The first to die on 20 March 1882 was Frank Stilwell, who unarmed had been killed in cold blood. It is not known for certain whether it was Doc or Wyatt who was responsible. Four days later in a ferocious shoot-out at Iron Springs, Wyatt Earp gunned down the Cowboys erstwhile leader “Curly Bill” Brocius whom he held personally responsible for the murder of his brother, Morgan. The death of “Curly Bill” effectively broke the power of the Cowboys, but the killing did not end there. In July 1882, the legendary Johnny Ringo was shot dead in Tombstone.
He and Doc had been old enemies who’d had many altercations in the past. Indeed, Doc had been overheard telling Ringo: “All I want from you is ten paces out in the street.” Rumours persist that Johnny Ringo’s murder was Wyatt’s reward to Doc for his loyalty.
With their thirst for revenge sated, Doc who could only ever be an ally never a friend and Wyatt went their separate ways. Doc travelled to Colorado where his health went into rapid and irreversible decline, and he became reliant upon large doses of laudanum and alcohol just to see him through the day.
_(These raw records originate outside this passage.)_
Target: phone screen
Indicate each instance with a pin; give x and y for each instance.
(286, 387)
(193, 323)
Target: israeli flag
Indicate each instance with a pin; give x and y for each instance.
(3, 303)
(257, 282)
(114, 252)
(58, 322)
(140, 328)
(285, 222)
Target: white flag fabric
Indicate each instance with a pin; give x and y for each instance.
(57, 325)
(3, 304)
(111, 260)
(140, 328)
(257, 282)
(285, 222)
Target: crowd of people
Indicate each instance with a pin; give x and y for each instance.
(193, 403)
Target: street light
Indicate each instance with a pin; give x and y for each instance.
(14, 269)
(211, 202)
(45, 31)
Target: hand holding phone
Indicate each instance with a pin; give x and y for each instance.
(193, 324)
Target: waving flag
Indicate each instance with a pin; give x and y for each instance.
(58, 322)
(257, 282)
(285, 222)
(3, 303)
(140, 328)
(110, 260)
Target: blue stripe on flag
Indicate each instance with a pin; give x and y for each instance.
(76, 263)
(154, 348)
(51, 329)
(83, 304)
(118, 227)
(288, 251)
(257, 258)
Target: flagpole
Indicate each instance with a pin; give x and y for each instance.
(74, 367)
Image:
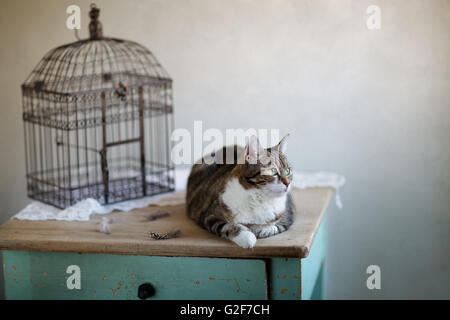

Finally, he settled in Glenwood hoping the waters there would help clear his lungs, but he was by now dying and despite his best endeavours to do otherwise he would die in his bed.
Committed to a nursing home he spent the last months of his life bed-ridden and slipping in and out of consciousness. Having received absolution for his sins on 8 November 1887, he died aged 36. His last recorded words, “I’ll be damned. This is funny.” His tombstone reads: “Doc Holliday 1852 – 1887. He died in his bed.” Whether he rests easy or not remains another matter.
Wyatt Earp was later to write of his friend:
“Doc was a dentist not a lawman, or an assassin, whom necessity had made a gambler, a gentleman whom disease had made a frontier vagabond, a philosopher whom life had made a caustic wit. A long, lean, ash-blond fellow nearly dead with consumption, and at the same time the most skilful gambler and the nerviest, speediest, deadliest man with a gun I ever knew.”
Once asked if he ever had a conscience about killing, Doc replied: “I coughed all that up with my lungs years ago.”